In una piccola cittadina sperduta tra le montagne viveva una bella fanciulla di nome Felicia; aveva lunghi capelli biondi graziosamente ondulati, occhi verde chiaro e un gran sorriso sempre stampato sul viso spruzzato di lentiggine rosee.
Felicia non era una ragazza ricca; viveva con l’anziana nonna in questo villaggio dimenticato dal mondo, dove non c’erano altri ragazzi della sua età e dove non aveva alcuna possibilità di frequentare la scuola, di fare sport, di andare a ballare.
Tuttavia, Felicia non era triste, anzi, era sempre allegrae sorrideva sempre. Aveva qualcosa che purtroppo nel suo villaggio mancava da molto tempo; era felice.
Da che lei riuscisse a ricordare, nel suo villaggio, infatti, la tristezza aveva sempre regnato sovrana; nessuno riusciva a sorridere, tutti erano tristi e scorbutici l’uno con l’altro. Felicia soffriva molto; voleva aiutare i suoi amici e restituire loro il sorriso così una mattina salutò la nonna e partì alla ricerca della pianta della felicità.
Un’antica leggenda narrava infatti l’esistenza di una pianta dai fiori arcobaleno che aveva la magica proprietà di infondere felicità nell’animo degli uomini, ma che poteva però essere colta soltanto da una persona felice.
Felicia si mise in viaggio; camminava ormai da due giorni quando incontrò un cane grigio cenere, rognoso e peloso e con gli occhi iniettati di sangue, che, digrignando i denti, le sbarrò la strada e le intimò: “ti avverto, fanciulla torna indietro; tempo fa lanciai un sortilegio sul tuo villaggio condannando gli uomini all’infelicità e non ti permetterò di riportare la felicità tra la tua gente a costo di ucciderti; io mi nutro delle loro lacrime e dei loro sospiri; se torneranno felici io morirò ” .
Il cane se ne andò ma da quel momento Felicia ebbe paura; si guardava continuamente le spalle nel timore che il cane tornasse, e stava ormai per rinunciare all’impresa, se pur a malincuore, quando dall’erba spuntò un gatto tutto blu con due vispi occhietti gialli e lunghi baffi argentati, che le disse: “Felicia non puoi arrenderti proprio ora; io so dove è la pianta e se vuoi posso portartici, ma devi essere coraggiosa, la tua gente ha bisogno di te! “.
La ragazza allora titubante decise di seguire il gatto, che la condusse su per una stretta via, fino ad un’ampia vallata; lì cresceva una pianta rigogliosa dai bellissimi fiori arcobaleno e le foglie verdi e rosse come gemme preziose. “La pianta della felicita” urlò la ragazza felice ma mentre si avvicinava all’improvviso il cane rognoso ricomparve “ti avevo avvertito” ululò e si gettò sul gatto azzannandolo violentemente alla gola. “NO !” urlò Felicia e cominciò a piangere disperata.
“Ora sei triste, non potrai cogliere la pianta e io mi nutrirò delle tua lacrime e sarò sempre più forte” disse soddisfatto il cane con un ghigno malvagio che gli scoprì i denti gialli.
E infatti Felicia non poteva più neanche avvicinarsi alla pianta né tantomeno di toccarla o di coglierla.
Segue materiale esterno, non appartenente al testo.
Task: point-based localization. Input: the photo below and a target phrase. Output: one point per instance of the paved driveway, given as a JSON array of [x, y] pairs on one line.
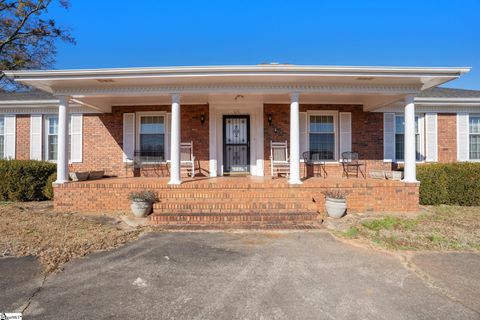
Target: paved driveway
[[299, 275]]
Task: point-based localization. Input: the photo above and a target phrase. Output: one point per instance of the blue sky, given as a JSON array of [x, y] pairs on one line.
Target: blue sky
[[121, 33]]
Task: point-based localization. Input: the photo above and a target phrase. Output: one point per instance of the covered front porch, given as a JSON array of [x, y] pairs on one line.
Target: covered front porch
[[240, 200], [278, 103]]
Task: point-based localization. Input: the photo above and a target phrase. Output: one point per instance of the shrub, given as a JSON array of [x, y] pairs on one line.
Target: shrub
[[48, 189], [452, 184], [24, 180]]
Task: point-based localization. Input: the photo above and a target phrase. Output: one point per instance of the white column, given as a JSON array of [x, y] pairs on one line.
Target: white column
[[410, 174], [62, 147], [294, 140], [175, 141]]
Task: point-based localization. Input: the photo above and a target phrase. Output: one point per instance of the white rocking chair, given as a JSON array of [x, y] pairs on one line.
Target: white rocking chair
[[187, 159], [279, 161]]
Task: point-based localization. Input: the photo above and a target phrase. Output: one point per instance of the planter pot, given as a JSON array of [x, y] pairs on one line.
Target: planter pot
[[377, 174], [79, 176], [336, 208], [141, 208], [96, 175], [394, 175]]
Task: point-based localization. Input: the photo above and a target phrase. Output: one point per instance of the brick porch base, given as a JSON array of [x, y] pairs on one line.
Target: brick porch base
[[237, 200]]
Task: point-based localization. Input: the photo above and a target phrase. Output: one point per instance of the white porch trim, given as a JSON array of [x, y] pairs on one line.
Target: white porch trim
[[62, 151]]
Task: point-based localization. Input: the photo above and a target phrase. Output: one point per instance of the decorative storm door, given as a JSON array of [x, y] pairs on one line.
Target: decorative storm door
[[236, 144]]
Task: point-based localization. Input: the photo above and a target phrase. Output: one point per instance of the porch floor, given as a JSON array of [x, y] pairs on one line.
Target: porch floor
[[236, 200]]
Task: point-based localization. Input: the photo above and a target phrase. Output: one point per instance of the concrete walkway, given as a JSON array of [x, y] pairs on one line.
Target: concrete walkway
[[294, 275]]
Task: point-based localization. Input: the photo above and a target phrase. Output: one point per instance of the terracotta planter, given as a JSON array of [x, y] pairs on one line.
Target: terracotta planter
[[336, 208], [141, 208], [79, 176]]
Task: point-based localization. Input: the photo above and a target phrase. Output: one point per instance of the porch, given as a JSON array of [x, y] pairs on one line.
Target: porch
[[236, 200]]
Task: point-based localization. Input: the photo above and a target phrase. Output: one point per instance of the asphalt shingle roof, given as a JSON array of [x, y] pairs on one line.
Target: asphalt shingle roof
[[436, 92], [26, 95], [439, 92]]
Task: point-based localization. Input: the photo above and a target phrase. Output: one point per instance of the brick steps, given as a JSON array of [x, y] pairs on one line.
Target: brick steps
[[237, 226], [233, 218], [234, 205]]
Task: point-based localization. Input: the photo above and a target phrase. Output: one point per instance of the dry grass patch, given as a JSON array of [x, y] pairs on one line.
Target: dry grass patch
[[33, 228], [441, 228]]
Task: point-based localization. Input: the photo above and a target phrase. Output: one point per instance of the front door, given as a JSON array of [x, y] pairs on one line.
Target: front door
[[236, 144]]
La sua innata allegria sembrava averla ormai abbandonata ed era seduta a terra, le larime che le rotolavano dagli occhioni verdi, quando all’improvviso il gatto si rialzò in piedi ridendo “pensavi di avermi ucciso” miagolò rivolto al cane “ma ti sbagliavi; io sono lo spirito della pianta e finché anche un solo bambino in qualsiasi angolo del mondo sorriderà, io sarò immortale” .
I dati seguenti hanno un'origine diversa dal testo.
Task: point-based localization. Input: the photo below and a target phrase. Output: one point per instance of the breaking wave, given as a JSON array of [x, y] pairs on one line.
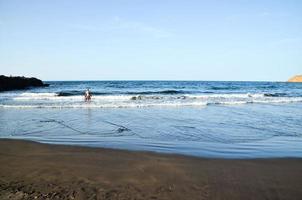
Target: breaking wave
[[165, 98]]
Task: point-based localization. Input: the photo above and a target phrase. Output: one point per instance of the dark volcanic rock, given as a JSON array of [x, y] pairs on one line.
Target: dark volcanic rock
[[18, 83]]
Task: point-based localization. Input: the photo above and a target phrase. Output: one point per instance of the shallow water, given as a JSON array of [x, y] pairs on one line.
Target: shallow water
[[266, 123]]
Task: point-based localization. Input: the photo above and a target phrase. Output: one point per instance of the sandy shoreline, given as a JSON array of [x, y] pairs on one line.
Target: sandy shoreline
[[31, 170]]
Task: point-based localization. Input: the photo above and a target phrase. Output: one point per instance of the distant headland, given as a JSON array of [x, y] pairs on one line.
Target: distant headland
[[19, 82], [296, 79]]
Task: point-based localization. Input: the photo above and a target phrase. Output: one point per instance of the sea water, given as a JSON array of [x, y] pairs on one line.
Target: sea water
[[200, 118]]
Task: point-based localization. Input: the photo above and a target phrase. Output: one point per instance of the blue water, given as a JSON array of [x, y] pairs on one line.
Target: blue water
[[207, 119]]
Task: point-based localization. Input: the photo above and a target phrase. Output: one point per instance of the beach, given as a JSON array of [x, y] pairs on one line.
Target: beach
[[30, 170]]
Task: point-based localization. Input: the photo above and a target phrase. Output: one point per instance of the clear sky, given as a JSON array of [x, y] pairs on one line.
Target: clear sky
[[151, 39]]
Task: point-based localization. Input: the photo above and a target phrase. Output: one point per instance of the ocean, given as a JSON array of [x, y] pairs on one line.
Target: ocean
[[198, 118]]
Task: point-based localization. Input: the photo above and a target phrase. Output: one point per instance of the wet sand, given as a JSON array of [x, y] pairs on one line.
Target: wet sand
[[31, 170]]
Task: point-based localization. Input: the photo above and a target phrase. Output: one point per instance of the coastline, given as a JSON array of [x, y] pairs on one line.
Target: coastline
[[31, 170]]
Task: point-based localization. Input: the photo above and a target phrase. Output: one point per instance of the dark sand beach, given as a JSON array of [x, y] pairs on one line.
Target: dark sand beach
[[30, 170]]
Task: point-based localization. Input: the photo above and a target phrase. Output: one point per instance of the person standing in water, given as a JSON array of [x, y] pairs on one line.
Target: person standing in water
[[87, 95]]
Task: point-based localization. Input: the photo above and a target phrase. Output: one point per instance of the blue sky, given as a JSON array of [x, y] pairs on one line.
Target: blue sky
[[151, 39]]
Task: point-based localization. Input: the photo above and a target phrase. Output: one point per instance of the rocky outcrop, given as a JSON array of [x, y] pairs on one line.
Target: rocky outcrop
[[19, 83], [296, 79]]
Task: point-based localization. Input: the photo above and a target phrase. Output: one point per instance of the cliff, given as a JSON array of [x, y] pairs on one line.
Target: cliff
[[296, 79], [18, 83]]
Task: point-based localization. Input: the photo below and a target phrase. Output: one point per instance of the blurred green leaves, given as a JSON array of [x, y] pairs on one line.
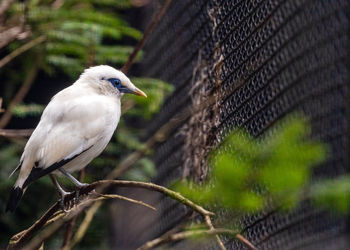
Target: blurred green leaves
[[78, 33], [248, 174]]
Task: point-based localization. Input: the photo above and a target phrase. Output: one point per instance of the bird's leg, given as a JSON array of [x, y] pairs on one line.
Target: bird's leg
[[77, 183], [60, 190]]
La ragazza urlò di gioa,e per la felicità scoppiò in una fragorosa risata; la pianta crebbe a dismisura e le volò tra le mani; Felicia portò la pianta al suo villaggio, dove tutti tornarono felici e contenti: il cane non poté più nutrirsi della tristezza degli uomini e finì per morire divorato dalla fame e dalla rabbia e di lui non si sentì più parlare.